1. Security of these agentic system is a hard and important problem to solve. We're indexing heavily on it, but it's definitely still early days and there is still a lot to figure out.
2. We have a critic LLM that assesses among other things whether the website content is leading a non-aligned initiative. This is still subject to the LLM intelligence, but it's a first step.
3. Our agents run in isolated browser sessions and, as per all software engineering, each session should be granted minimum access. Nothing more than strictly needed.

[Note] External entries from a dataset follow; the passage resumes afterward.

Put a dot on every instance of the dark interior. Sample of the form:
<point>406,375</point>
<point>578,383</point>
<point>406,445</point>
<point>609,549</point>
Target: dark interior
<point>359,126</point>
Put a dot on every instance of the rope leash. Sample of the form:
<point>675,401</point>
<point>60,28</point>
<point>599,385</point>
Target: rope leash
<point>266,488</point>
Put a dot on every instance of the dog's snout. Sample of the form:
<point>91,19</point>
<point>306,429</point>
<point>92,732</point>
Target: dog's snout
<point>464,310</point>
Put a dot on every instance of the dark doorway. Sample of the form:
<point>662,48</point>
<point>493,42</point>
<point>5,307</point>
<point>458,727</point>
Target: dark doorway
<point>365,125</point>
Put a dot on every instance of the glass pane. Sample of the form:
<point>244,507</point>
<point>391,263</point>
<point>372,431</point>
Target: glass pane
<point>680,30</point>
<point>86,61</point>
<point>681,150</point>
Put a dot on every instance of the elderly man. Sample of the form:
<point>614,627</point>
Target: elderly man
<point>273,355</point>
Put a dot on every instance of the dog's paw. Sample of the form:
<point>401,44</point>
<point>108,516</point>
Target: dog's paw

4. These attacks are starting to resemble social engineering attacks. There may be opportunities to shift some of the preventative approaches to the LLM world.
Thanks for asking this, we should probably share a write-up on this subject!
> [...]
> 4. These attacks are starting to resemble social engineering attacks. There may be opportunities to shift some of the preventative approaches to the LLM world.
With current tech, if you get to the point where these mitigations are the last line of defense, you've entered the zone of security theater. These browser agents simply cannot be trusted. The best assumption you can make is they will do a mixture of random actions and evil actions. Everything downstream of it must be hardened to withstand both random & evil actions, and I really think marketing material should be honest about this reality.
The only way to make this kind of agents safe is to work on every layer. Part of it is teaching the underlying model to see the dangers, part of it is building stronger critics, and part of it is hardening the systems they connect to. These aren’t alternatives, we need all of them.